Il mondo che ha accolto il mio primo sguardo, l’unico
conosca. Quello in cui mia madre si sveglia e si spegne, sognando di un uomo dal
quale non ha mai avuto una briciola d’amore e che pure non sa dimenticare.
Un mondo che desidera cambiare con tutta se stessa, per
regalarsi una scintilla di pace, per cullarsi nell’illusione di quel che sarebbe
stato. E io combatto per questo suo sogno, perché l’amore che mi ha donato
meriterebbe ben più di una vendetta tardiva. L’unico dono che posso farle,
invece è permetterti di vivere e di restarle accanto.
L’idealismo palese delle intenzioni era senz’altro la nota
più graziosa e urticante e patetica e commovente al contempo: raccontava
l’Inferno a chi in quell’Inferno era campato tre decadi, sentendone a volte
persino la nostalgia. Parlava dell’Inferno come se non fosse un saiyan. Come se
non sentisse il valore di un’opportunità come quella che il caso gli aveva dato:
restare il solo. Restare l’unico. Restare il baluardo della vita e
della gloria e di un arbitrio feroce.
Parlava dell’Inferno come se non fosse figlio suo. Come se
appartenesse solo a lei, l’unica cui concedesse qualche parola di lode,
come se una morte disgraziata fosse il corollario cercato e voluto di
un’esistenza saiyan. Sì, lo era. D’accordo: lo era. Non v’era nulla più
importante della ricerca affannosa della potenza e dell’eccellenza e di un
nemico forte, sempre più forte.
Era offensivo persino il fatto un figlio – un ragazzino come
quello, ibrido e schiavo di brutti sentimenti – si sentisse in dovere di
difenderlo. Difenderlo da cosa? L’unico pericolo che avvertiva con forza era
quella puntura sottile in fondo al cuore: stilettate successiva di abitudine e
tenerezza, tutto quel che rendeva debole e doveva respingere ad ogni costo.

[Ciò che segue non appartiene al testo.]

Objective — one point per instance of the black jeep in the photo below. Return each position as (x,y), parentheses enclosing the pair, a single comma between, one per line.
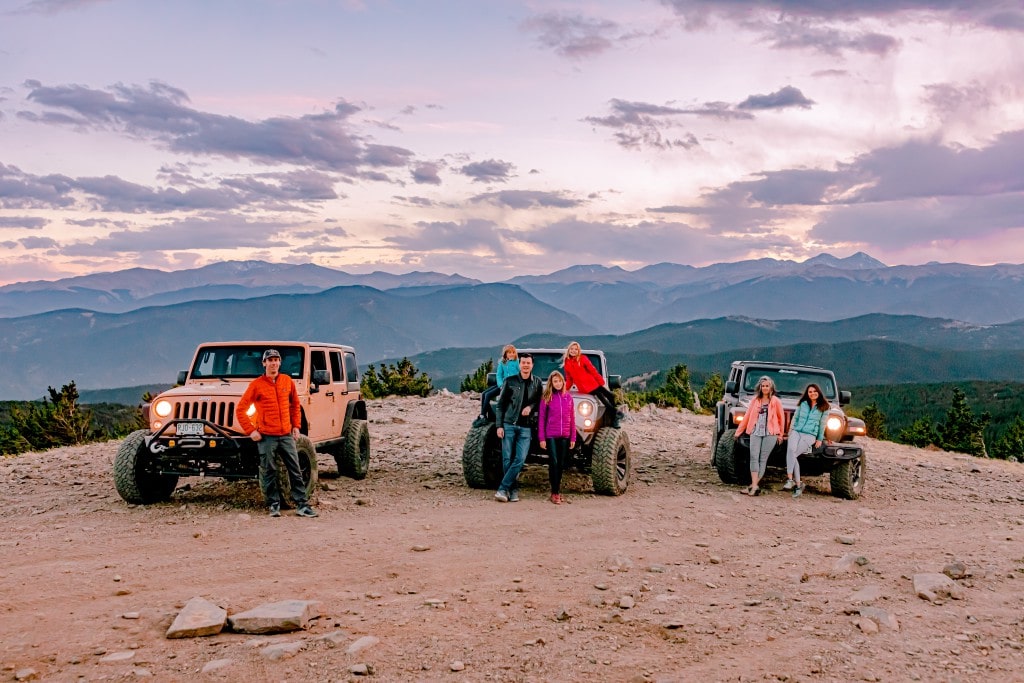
(845,461)
(601,450)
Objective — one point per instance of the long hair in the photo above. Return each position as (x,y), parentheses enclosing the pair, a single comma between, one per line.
(565,356)
(509,348)
(548,388)
(821,403)
(771,390)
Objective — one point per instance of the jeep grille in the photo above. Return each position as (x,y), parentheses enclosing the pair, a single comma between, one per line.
(218,412)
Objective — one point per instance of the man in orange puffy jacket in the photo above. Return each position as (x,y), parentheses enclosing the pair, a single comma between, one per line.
(276,427)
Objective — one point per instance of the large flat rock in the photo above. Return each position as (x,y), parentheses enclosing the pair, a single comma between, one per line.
(275,616)
(198,617)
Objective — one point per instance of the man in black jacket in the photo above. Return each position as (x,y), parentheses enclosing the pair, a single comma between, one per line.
(517,406)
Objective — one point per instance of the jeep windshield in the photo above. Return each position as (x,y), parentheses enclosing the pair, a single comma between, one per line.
(790,381)
(545,363)
(239,361)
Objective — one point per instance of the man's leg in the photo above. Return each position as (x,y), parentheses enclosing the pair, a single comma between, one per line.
(286,444)
(268,472)
(513,455)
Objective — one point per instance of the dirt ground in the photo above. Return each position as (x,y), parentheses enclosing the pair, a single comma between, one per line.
(681,579)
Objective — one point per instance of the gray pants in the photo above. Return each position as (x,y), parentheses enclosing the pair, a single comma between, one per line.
(761,447)
(798,445)
(268,446)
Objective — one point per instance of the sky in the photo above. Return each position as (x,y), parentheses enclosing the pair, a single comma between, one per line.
(495,138)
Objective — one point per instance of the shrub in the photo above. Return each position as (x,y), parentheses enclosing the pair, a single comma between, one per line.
(478,380)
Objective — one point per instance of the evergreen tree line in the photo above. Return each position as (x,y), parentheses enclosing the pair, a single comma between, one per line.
(59,420)
(960,431)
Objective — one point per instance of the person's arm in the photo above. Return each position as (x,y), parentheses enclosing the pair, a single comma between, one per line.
(590,369)
(542,418)
(295,412)
(240,411)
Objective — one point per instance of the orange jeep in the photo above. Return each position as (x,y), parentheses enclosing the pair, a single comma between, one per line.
(193,430)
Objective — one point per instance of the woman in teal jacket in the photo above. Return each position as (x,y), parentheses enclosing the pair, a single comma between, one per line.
(807,428)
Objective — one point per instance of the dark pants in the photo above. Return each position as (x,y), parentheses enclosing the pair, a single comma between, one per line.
(605,396)
(485,397)
(558,453)
(268,446)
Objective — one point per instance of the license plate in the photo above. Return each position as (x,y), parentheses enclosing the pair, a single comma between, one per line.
(189,428)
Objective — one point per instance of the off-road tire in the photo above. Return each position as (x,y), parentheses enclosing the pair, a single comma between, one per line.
(481,458)
(725,457)
(307,464)
(611,462)
(134,476)
(353,456)
(847,478)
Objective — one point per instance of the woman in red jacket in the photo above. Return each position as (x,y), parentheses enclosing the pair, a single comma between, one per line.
(581,373)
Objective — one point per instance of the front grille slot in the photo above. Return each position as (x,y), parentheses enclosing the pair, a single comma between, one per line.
(218,412)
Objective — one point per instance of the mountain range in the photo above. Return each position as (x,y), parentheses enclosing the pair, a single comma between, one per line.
(140,326)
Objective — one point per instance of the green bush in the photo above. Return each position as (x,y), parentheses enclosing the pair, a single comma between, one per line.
(712,392)
(478,380)
(401,379)
(922,433)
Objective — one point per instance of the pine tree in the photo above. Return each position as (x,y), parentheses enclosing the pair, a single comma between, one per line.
(962,431)
(875,421)
(478,380)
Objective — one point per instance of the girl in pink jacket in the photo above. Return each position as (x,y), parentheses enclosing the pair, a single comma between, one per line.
(764,422)
(556,429)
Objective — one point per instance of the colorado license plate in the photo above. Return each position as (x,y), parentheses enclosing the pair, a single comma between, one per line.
(188,428)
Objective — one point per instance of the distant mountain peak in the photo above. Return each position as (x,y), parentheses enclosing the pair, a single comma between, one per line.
(858,261)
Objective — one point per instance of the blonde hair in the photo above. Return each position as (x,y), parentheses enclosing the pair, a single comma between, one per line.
(548,388)
(506,350)
(770,382)
(565,356)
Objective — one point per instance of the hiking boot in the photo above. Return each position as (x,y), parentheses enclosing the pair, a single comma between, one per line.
(306,511)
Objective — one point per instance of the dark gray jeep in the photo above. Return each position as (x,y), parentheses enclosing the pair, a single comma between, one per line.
(601,450)
(845,461)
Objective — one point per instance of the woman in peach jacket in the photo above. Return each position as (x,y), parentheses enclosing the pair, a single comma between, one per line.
(764,422)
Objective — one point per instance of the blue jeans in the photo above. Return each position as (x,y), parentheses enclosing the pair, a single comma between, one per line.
(268,445)
(517,437)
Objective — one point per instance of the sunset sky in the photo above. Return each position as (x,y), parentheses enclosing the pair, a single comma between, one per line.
(501,137)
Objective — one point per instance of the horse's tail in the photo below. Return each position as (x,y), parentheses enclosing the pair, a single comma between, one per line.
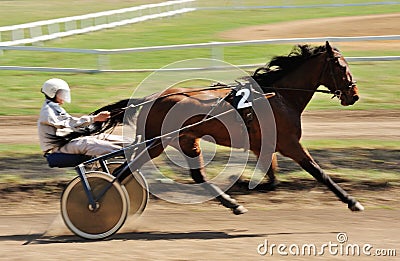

C’era un gusto perverso, assoluto e profondo, nel ferirlo;
seviziarlo con la lama della lingua, come non bastava il ferro del braccio e
della volontà. Era la voluttà del carnefice, quella del paparino e delle
sole creature si fossero meritate la sua stima insegnandogli la lezione della
paura e della prevaricazione. Era uno spirito saiyan, fino in fondo: lo stesso
con cui poteva rinfacciargli la sua stupida umanità come se fosse qualcosa di
talmente criminoso da somigliare a un tradimento della razza.
Una bella lezione morale.
“Non essere patetico, Trunks. I sentimenti sono un lusso che
un guerriero non può concedersi, a meno che uno non voglia essere tanto debole
da offrire il fianco al primo assalto.”
Cinico. Crudele. Studiato.
“Come Gokuh, padre? Che pure è tanto più potente di te?”
Già: proprio una bella lezione morale.
Si annunciava come un sussulto nel buio, una frattura
manifesta e totale della quiete notturna. Un battito fuori posto, imprevisto.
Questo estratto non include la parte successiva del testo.